The Birkhoff–Kakatuni theorem

November 09, 2023

The purpose of this post is to explore a little a very cool metrization theorem for topological groups. (By the way, for some reason I felt like aiming this post a bit lower than some of my others.) It’s a fun bit of general topology, which I’m partial to: topology was the first subject where I really felt like math was something I could love doing. For a while some of my internet handles were references to the Urysohn lemma, a beautiful result that will come up here for us.

Table of Contents

Anyway, here’s the statement of the theorem:

Theorem (Birkhoff, Kakatuni). Suppose \(G\) is a topological group. Then \(G\) is metrizable—and in fact admits a left-invariant metric—if and only if \(G\) is Hausdorff and first countable.

1. Background

Let’s unpack that a lot. Groups and topological spaces I assume you know. (By the way, if you don’t and you’d like to be invited a little further into these blog posts, feel free to shoot me an email!) A topological group is simply a group \(G\) which is at the same time a topological space and for which the operations of multiplication (i.e. the function \(G \times G \to G\) sending \((g,h)\) to \(gh\)) and inversion (the map \(G \to G\) sending \(g\) to \(g^{-1}\)) are continuous.

A metric on a set \(X\) is a function \(d\colon X \times X \to \mathbb{R}\) which satisfies the following rules:

  • (Positive Definite) We have that \(d(x,y) \ge 0\) for all points \(x\) and \(y\) in \(X\), and if \(d(x,y) = 0\), then we conclude that \(x = y\).
  • (Symmetric) \(d(x,y) = d(y,x)\).
  • (Triangle Inequality) For all \(x\), \(y\) and \(z\) in \(X\), the “length of the third side”, that is, \(d(x, z)\) is not more than the sum of the lengths of the first two. In symbols, \(d(x, z) \le d(x, y) + d(y, z)\).

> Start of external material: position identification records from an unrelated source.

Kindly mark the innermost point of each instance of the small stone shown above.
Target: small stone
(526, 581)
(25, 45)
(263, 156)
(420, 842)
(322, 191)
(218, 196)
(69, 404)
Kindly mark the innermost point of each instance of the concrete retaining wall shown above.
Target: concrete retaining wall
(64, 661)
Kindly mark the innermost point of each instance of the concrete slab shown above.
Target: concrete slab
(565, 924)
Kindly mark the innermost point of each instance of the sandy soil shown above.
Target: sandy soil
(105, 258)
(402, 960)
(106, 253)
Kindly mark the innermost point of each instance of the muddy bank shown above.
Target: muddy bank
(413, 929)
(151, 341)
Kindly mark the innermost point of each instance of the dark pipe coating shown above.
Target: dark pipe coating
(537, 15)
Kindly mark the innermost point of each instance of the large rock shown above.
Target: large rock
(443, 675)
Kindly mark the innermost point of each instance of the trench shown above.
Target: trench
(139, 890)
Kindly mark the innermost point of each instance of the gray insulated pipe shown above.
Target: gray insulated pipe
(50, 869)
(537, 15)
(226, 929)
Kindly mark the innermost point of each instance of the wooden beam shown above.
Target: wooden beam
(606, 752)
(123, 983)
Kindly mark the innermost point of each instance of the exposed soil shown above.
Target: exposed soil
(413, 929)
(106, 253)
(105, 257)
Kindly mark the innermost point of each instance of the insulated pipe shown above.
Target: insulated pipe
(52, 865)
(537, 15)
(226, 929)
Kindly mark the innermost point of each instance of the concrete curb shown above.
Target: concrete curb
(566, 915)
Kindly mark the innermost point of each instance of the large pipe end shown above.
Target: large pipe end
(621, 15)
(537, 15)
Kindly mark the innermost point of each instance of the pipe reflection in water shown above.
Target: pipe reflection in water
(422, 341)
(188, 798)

If \(d\) is a metric on \(X\), we can define the metric “ball” of radius \(r > 0\) about a point \(x\). This is the set \[ B_r(x) = \{ y \in X : d(x,y) < r \} \] of points in \(X\) at distance strictly smaller than \(r\) from \(x\). A metric generates a topology on \(X\) by the rule that a set \(U \subset X\) is open when it has the property that for each point \(x \in U\), there exists \(\epsilon > 0\) such that \(U\) contains \(B_\epsilon(x)\). In other words, if \(x\) is a point of \(U\), then \(U\) actually contains all the points sufficiently close to \(x\) as well. Put more succinctly, we say that the metric balls form a basis for the topology on \(X\).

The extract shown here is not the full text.